Wednesday, 17 October 2012

grief - advice to the others

Intellectually I realize that people are only attempting to make you feel less alone and be identified with, perhaps even just to express nice sounds, but when people say to me "I know how you feel" it often results in me wanting to turn and walk away from them.

So to anyone reading this who may be facing with this situation *(their friend or colleague having lost their husband or wife) please I beg you do not say "I know how you feel". Especially if you have not lost your wife of husband (or partner should you be gay).

Loosing a parent, however tragic and moving is (please note: I have lost my my mother only a few years ago and my father only in July) can not be compared to the the loss of a partner. That is so much more close to the bone as to be indescribable. In fact it cuts and breaks the bone and is pain so intense and lasting that I hope you never endure it. I believe it is the reason why so many people die when their wife dies. They die from either a broken heart or the medical conditions such as Takotsubo cardiomyopathy.

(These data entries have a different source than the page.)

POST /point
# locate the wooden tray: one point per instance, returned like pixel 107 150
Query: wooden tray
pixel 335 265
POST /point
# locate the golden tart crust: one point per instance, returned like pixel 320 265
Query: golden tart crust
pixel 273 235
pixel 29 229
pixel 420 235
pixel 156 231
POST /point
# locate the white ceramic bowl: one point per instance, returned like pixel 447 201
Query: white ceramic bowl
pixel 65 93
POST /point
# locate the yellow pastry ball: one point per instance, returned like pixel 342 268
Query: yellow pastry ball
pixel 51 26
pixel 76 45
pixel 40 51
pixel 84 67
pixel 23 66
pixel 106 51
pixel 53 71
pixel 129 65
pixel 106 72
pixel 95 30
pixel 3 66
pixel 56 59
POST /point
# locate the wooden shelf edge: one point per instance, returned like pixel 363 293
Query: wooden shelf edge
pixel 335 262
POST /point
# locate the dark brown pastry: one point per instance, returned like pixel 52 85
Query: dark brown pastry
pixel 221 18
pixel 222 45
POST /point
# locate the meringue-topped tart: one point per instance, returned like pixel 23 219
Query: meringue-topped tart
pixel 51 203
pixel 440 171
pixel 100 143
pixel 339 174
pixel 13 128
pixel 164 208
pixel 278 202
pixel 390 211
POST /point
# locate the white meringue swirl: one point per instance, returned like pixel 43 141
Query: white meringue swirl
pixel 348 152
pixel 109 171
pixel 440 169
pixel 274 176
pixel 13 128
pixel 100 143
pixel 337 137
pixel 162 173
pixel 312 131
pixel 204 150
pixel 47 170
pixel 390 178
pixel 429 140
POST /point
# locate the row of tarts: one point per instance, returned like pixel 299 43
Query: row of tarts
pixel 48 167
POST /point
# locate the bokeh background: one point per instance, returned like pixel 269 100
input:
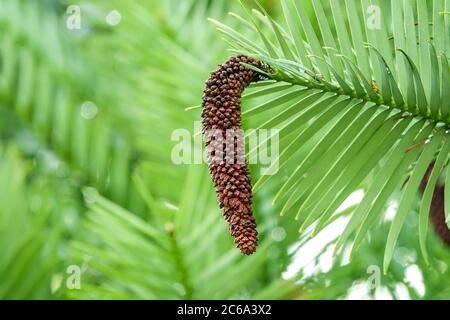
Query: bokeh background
pixel 91 205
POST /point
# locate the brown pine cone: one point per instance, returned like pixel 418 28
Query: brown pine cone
pixel 221 116
pixel 437 211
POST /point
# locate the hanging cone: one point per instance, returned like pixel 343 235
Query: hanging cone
pixel 221 116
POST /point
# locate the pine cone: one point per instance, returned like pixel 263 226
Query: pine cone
pixel 437 211
pixel 221 115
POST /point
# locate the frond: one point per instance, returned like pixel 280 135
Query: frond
pixel 374 96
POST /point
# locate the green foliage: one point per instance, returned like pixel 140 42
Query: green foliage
pixel 85 146
pixel 391 132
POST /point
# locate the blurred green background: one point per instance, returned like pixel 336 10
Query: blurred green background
pixel 91 205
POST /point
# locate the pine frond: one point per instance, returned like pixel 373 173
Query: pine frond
pixel 372 86
pixel 126 257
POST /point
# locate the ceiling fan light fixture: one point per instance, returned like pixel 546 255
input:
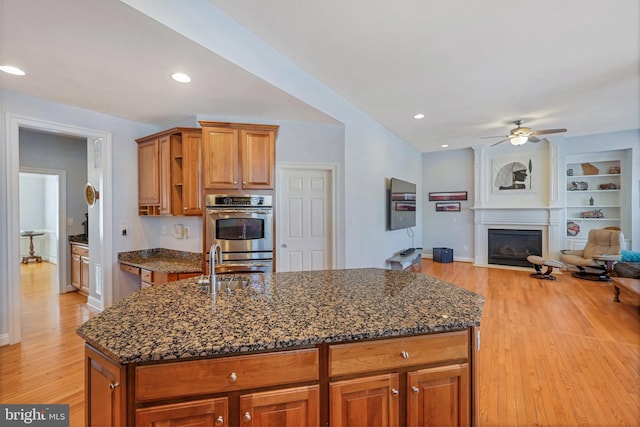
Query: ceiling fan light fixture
pixel 519 139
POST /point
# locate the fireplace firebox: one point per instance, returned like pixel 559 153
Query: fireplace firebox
pixel 512 247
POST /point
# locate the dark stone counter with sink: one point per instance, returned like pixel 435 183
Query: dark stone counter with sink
pixel 277 311
pixel 163 260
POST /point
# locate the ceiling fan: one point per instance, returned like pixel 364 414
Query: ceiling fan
pixel 521 135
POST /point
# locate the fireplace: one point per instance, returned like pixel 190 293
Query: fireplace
pixel 512 247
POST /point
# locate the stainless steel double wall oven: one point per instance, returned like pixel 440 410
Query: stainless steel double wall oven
pixel 243 227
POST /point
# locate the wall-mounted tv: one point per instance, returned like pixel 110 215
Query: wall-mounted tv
pixel 402 204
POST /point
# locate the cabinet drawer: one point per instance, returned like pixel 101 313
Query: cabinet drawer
pixel 79 250
pixel 179 379
pixel 353 358
pixel 146 276
pixel 130 269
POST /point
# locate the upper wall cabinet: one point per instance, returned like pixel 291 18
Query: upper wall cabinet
pixel 238 156
pixel 169 172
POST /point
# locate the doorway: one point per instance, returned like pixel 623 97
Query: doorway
pixel 42 205
pixel 99 173
pixel 305 219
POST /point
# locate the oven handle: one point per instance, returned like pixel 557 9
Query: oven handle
pixel 248 211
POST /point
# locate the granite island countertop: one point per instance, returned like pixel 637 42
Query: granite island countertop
pixel 163 260
pixel 277 311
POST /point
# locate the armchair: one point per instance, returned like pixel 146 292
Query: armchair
pixel 596 260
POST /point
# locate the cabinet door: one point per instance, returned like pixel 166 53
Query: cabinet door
pixel 210 412
pixel 164 173
pixel 298 406
pixel 370 401
pixel 76 268
pixel 148 173
pixel 258 159
pixel 84 274
pixel 191 174
pixel 220 161
pixel 439 396
pixel 105 403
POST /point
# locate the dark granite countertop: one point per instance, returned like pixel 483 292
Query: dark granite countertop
pixel 163 260
pixel 278 311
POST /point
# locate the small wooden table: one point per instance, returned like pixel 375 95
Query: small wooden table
pixel 32 255
pixel 625 282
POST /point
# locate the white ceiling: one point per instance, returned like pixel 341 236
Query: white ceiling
pixel 471 67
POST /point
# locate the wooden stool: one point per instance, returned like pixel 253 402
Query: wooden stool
pixel 538 262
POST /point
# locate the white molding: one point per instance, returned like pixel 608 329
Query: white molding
pixel 332 168
pixel 103 245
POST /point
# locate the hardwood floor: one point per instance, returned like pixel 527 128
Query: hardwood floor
pixel 553 353
pixel 47 366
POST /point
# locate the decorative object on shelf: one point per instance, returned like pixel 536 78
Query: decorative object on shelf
pixel 589 169
pixel 609 186
pixel 91 195
pixel 573 229
pixel 579 186
pixel 510 174
pixel 448 207
pixel 596 213
pixel 447 195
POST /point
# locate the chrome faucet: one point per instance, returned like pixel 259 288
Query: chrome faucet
pixel 215 258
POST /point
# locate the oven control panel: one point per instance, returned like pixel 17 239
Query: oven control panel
pixel 223 200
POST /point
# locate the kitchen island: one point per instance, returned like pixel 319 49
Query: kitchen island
pixel 338 347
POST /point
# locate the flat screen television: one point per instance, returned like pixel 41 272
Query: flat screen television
pixel 402 204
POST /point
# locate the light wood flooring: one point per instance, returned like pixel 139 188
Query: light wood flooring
pixel 553 353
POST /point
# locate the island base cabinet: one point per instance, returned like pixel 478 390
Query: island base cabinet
pixel 210 412
pixel 438 396
pixel 105 390
pixel 293 407
pixel 369 401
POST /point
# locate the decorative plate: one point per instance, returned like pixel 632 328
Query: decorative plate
pixel 91 194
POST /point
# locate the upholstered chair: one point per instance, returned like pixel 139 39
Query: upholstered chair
pixel 596 260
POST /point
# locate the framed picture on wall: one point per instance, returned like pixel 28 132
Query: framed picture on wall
pixel 448 207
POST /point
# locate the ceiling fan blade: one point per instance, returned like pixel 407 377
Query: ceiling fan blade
pixel 547 131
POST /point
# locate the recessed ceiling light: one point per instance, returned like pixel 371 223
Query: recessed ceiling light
pixel 181 77
pixel 12 70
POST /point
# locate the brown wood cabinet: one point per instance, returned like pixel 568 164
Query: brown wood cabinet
pixel 238 156
pixel 80 267
pixel 424 380
pixel 291 407
pixel 169 172
pixel 105 390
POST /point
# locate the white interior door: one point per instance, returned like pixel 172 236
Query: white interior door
pixel 304 220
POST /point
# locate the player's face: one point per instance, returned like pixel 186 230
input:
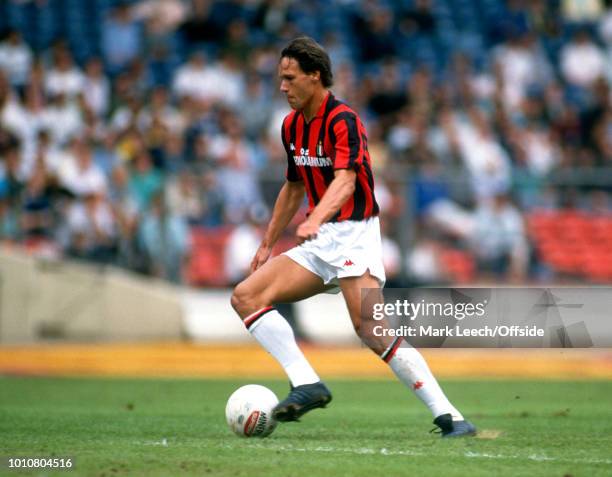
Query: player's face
pixel 298 86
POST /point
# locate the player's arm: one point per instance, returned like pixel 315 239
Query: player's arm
pixel 287 204
pixel 347 142
pixel 339 191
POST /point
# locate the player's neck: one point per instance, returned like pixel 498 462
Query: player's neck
pixel 310 111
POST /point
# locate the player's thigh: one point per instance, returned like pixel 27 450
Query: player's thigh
pixel 360 295
pixel 280 280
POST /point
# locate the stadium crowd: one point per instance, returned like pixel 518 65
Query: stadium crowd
pixel 127 126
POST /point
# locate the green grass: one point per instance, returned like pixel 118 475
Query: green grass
pixel 115 427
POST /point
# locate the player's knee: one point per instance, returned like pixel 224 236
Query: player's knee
pixel 243 300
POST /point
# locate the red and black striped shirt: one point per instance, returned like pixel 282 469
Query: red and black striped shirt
pixel 334 139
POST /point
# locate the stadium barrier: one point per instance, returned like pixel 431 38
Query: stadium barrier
pixel 45 299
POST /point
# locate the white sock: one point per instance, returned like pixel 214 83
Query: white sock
pixel 273 332
pixel 411 369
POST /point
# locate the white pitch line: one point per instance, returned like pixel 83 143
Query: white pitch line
pixel 387 452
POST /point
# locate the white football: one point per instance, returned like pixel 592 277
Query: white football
pixel 249 411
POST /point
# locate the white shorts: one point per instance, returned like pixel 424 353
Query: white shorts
pixel 343 249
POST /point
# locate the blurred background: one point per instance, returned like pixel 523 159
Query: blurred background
pixel 142 139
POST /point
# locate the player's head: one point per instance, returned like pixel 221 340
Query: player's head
pixel 303 69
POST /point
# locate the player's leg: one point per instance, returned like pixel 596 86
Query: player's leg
pixel 406 362
pixel 282 280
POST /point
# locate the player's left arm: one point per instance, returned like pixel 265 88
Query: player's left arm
pixel 346 138
pixel 338 192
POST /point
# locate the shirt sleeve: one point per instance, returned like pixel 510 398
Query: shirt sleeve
pixel 345 137
pixel 292 174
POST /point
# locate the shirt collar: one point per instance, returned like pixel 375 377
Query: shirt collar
pixel 321 110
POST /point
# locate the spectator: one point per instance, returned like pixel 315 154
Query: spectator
pixel 96 87
pixel 165 239
pixel 91 229
pixel 15 58
pixel 121 38
pixel 64 78
pixel 582 61
pixel 498 239
pixel 145 181
pixel 79 175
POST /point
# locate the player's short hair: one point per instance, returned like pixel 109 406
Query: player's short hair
pixel 311 57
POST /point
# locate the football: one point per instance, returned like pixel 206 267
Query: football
pixel 249 411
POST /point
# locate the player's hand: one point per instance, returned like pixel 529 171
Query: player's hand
pixel 307 231
pixel 261 257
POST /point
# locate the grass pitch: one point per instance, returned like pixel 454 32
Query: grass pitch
pixel 121 427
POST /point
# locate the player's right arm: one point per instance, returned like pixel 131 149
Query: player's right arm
pixel 287 204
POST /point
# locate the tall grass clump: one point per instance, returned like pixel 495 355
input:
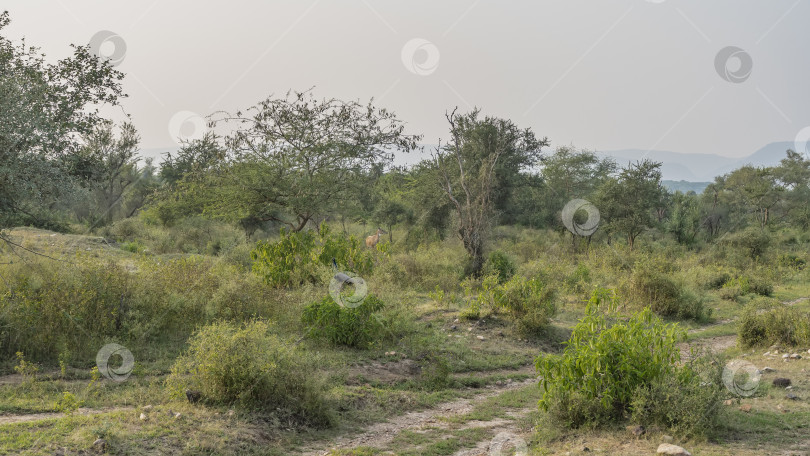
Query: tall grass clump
pixel 767 322
pixel 251 366
pixel 656 287
pixel 297 257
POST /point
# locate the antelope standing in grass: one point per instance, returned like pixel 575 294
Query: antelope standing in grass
pixel 372 240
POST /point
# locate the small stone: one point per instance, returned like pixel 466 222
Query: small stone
pixel 672 450
pixel 100 445
pixel 636 430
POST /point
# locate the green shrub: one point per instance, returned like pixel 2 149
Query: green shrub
pixel 251 366
pixel 753 241
pixel 768 322
pixel 296 257
pixel 529 301
pixel 501 265
pixel 604 362
pixel 352 327
pixel 133 246
pixel 791 261
pixel 665 296
pixel 688 402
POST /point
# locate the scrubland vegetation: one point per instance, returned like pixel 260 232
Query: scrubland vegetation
pixel 216 270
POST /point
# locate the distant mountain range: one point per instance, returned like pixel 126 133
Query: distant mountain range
pixel 700 167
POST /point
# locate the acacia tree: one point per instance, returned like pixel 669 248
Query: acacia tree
pixel 44 109
pixel 467 172
pixel 294 158
pixel 112 166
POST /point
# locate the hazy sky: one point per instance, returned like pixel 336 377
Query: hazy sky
pixel 600 74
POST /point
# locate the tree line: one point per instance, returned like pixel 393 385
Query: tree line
pixel 295 160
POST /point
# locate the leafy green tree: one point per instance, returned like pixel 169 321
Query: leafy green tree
pixel 627 203
pixel 111 165
pixel 755 191
pixel 685 218
pixel 44 108
pixel 467 172
pixel 793 174
pixel 294 158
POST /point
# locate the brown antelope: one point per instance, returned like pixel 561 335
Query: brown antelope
pixel 372 240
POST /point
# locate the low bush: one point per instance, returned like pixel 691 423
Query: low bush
pixel 605 361
pixel 530 302
pixel 356 327
pixel 766 322
pixel 664 295
pixel 297 256
pixel 688 403
pixel 501 265
pixel 251 366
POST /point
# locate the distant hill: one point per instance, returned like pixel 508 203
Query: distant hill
pixel 685 186
pixel 697 168
pixel 676 167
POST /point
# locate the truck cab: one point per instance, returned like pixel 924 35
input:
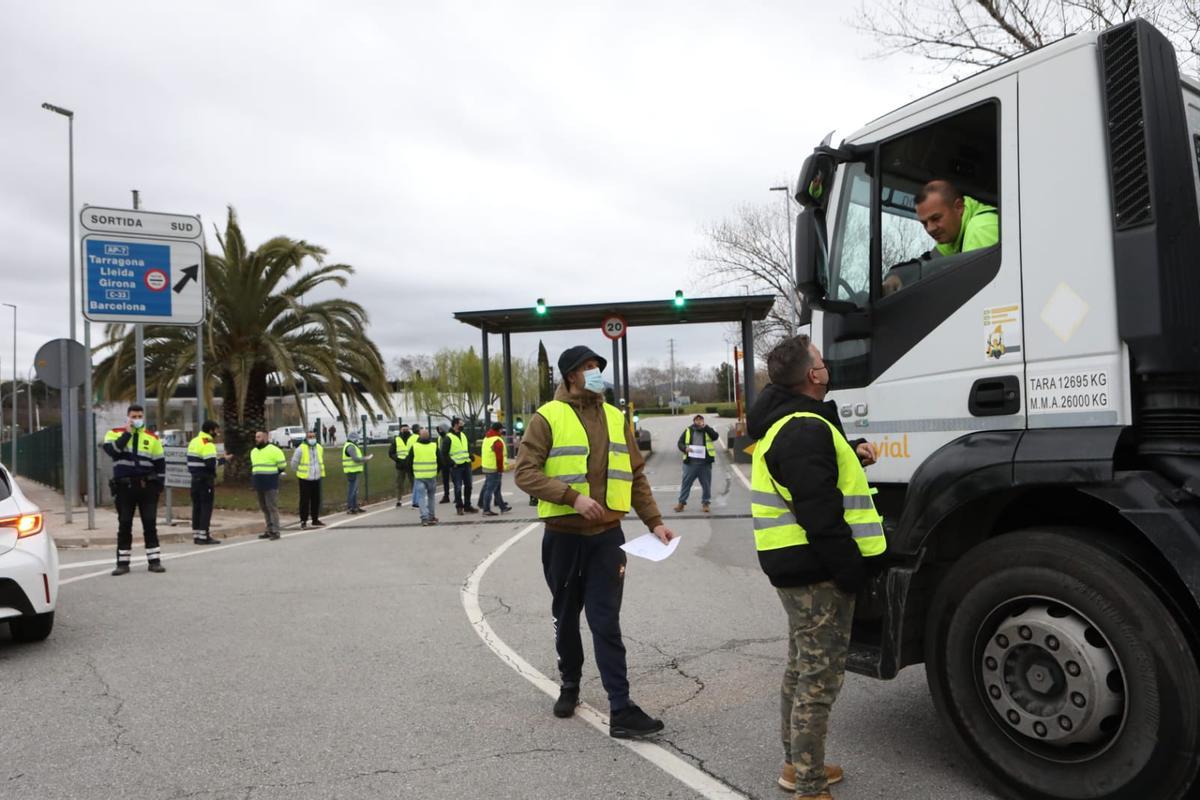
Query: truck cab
pixel 1036 405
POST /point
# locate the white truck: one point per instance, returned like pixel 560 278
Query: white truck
pixel 1037 409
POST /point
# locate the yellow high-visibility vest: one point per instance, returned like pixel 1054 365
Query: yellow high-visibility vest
pixel 425 459
pixel 568 457
pixel 774 524
pixel 267 461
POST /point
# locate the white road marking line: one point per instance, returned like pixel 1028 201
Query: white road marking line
pixel 657 755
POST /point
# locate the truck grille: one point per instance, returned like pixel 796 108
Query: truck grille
pixel 1127 132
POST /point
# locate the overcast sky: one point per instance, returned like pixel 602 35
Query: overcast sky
pixel 460 155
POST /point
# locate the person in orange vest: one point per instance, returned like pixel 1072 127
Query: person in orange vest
pixel 495 461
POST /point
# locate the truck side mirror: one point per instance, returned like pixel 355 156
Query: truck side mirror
pixel 811 266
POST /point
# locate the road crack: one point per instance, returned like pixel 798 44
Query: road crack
pixel 113 719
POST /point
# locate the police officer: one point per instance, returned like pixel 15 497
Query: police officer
pixel 581 461
pixel 456 451
pixel 202 463
pixel 399 452
pixel 138 470
pixel 815 524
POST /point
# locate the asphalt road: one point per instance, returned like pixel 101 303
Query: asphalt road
pixel 343 663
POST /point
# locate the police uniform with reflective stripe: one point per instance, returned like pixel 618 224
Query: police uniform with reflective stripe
pixel 774 524
pixel 351 467
pixel 138 468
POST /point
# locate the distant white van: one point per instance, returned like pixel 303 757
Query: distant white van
pixel 289 435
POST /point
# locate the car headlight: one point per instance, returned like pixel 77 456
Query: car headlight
pixel 27 524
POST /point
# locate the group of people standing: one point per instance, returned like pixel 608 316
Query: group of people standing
pixel 815 523
pixel 419 458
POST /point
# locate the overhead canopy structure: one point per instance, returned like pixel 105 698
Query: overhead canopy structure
pixel 744 310
pixel 636 314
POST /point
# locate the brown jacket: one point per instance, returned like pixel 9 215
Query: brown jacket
pixel 532 461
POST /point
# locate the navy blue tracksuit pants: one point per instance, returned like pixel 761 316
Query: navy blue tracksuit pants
pixel 588 573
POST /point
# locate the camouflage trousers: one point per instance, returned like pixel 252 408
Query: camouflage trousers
pixel 819 620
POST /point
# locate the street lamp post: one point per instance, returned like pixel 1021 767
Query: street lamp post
pixel 13 386
pixel 69 396
pixel 791 258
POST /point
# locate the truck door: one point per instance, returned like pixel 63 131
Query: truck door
pixel 935 349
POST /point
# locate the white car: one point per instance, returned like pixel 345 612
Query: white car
pixel 29 565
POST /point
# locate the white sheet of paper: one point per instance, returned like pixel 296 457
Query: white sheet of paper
pixel 649 547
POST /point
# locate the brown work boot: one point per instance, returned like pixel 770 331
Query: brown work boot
pixel 834 774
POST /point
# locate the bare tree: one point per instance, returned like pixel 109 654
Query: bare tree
pixel 749 251
pixel 985 32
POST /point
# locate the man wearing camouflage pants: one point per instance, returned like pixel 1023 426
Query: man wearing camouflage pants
pixel 815 524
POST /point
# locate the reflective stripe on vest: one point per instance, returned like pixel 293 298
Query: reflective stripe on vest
pixel 709 445
pixel 425 459
pixel 199 450
pixel 568 458
pixel 351 467
pixel 304 459
pixel 402 446
pixel 487 457
pixel 771 503
pixel 460 452
pixel 267 461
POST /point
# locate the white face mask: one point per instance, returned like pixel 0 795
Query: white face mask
pixel 593 380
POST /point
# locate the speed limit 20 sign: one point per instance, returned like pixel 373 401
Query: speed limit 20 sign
pixel 613 328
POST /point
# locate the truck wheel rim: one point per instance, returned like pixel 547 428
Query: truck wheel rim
pixel 1051 678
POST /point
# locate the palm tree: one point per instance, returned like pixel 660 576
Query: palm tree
pixel 258 325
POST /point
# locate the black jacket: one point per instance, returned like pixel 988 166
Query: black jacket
pixel 803 459
pixel 685 439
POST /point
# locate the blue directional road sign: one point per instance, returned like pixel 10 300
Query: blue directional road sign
pixel 130 277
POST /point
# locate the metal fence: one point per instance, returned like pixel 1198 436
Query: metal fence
pixel 40 456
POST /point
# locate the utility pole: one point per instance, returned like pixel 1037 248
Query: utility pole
pixel 671 344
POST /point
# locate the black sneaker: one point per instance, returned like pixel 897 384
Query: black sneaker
pixel 631 722
pixel 568 698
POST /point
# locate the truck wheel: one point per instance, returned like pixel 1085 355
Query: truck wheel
pixel 1062 673
pixel 31 629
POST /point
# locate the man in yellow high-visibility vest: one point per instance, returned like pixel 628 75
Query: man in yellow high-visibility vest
pixel 815 525
pixel 580 458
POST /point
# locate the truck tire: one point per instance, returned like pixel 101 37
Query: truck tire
pixel 31 629
pixel 1062 673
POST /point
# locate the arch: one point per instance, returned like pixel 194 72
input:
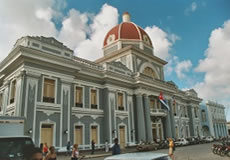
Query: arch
pixel 83 132
pixel 148 69
pixel 48 122
pixel 205 130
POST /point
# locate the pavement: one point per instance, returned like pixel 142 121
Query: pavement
pixel 97 153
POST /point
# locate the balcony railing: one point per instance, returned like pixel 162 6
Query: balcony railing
pixel 78 105
pixel 93 106
pixel 160 112
pixel 48 99
pixel 121 108
pixel 11 100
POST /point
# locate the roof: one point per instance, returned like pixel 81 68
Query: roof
pixel 127 31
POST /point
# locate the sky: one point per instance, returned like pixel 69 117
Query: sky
pixel 192 36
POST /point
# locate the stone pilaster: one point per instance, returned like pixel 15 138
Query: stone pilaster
pixel 140 119
pixel 148 126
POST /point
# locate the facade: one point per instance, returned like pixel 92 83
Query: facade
pixel 228 126
pixel 213 120
pixel 66 98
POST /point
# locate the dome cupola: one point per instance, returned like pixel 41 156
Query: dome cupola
pixel 127 33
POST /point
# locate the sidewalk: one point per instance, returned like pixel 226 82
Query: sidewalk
pixel 98 153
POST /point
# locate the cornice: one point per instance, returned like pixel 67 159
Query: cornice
pixel 121 52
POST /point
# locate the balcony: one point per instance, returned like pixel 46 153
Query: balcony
pixel 78 105
pixel 93 106
pixel 158 112
pixel 48 99
pixel 121 108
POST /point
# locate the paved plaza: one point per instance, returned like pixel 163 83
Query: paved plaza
pixel 192 152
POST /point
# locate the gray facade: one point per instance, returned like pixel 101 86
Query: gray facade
pixel 117 97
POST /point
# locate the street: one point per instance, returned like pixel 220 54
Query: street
pixel 192 152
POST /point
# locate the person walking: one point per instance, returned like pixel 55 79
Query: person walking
pixel 45 149
pixel 75 152
pixel 68 148
pixel 106 146
pixel 116 147
pixel 52 154
pixel 92 146
pixel 171 146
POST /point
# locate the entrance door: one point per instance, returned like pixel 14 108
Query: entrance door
pixel 47 134
pixel 122 136
pixel 94 134
pixel 154 130
pixel 78 135
pixel 160 132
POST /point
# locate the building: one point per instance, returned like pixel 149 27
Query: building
pixel 66 98
pixel 228 126
pixel 213 120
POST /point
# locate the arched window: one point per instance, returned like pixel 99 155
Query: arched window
pixel 149 72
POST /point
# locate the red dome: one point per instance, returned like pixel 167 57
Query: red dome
pixel 127 31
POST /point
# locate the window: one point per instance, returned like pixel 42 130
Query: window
pixel 49 90
pixel 78 97
pixel 12 91
pixel 1 102
pixel 152 103
pixel 93 98
pixel 94 134
pixel 203 115
pixel 186 111
pixel 149 72
pixel 120 102
pixel 174 109
pixel 195 112
pixel 158 103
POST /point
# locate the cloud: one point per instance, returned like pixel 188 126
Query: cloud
pixel 26 17
pixel 191 8
pixel 216 66
pixel 183 66
pixel 91 48
pixel 74 28
pixel 82 32
pixel 162 41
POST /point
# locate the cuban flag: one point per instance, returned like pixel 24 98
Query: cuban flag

So if you are not in the situation where:
  • you are in a sexual relationship with your parent
  • building a house with your parent (for the purposes of raising your children)
  • sleeping every night and waking every morning with your parent
  • having deep conversations of how you feel
  • growing together with your parent (in order to live better with them and learn to resolve conflicts)
 then you just don't know how it feels

So despite your good intentions, do not say such nonsence and instead just express you are really very sorry. Perhaps offer help or assistance, an ear to listen to.

But please don't say "I know how it feels" cos thankfully you don't.

At worst (depending on the person) you'll get a torrent of explaination or simply just appear to be the ignorant fool that you perhaps really are.

This is something that I have found to be a common feeling in the others I have met who are in my situation.

PS a friend who has also lost her parents and husband sent me this image today. I feel its poignant and wished to add it to this post.

3 comments:

Noons said...

One of the hardest things to learn in life - because school teaches us nothing of this - is how to forget.
It is very - nay, exceedingly! - hard to learn and do in a measured and adequate fashion.
Not something one can wish or advise on others either - it has to be learned by each person as and when they're faced with the horrendous need to do it.
I often wonder what would happen to me if one of my kids had a fatal event and have to admit I'm ashamed at some of the possibilities and scenarios my mind can conceive of.

Here is hoping you will find your way to and how much to forget, buddy.

obakesan said...

Thanks Noons

its a hard line to tread. Personally I will try to not forget anything, but try to move on and become something which incorporates her memory and her love while not being destroyed by her loss.

Noons said...

Aye! That is indeed - IMO - the best tribute you can give to Anita and your time together.
Mind you: not easy at all!
At least on my feeble understanding of what's going on in your mind and life right now.
But if you can pull it off, it'll indeed be an amazing thing!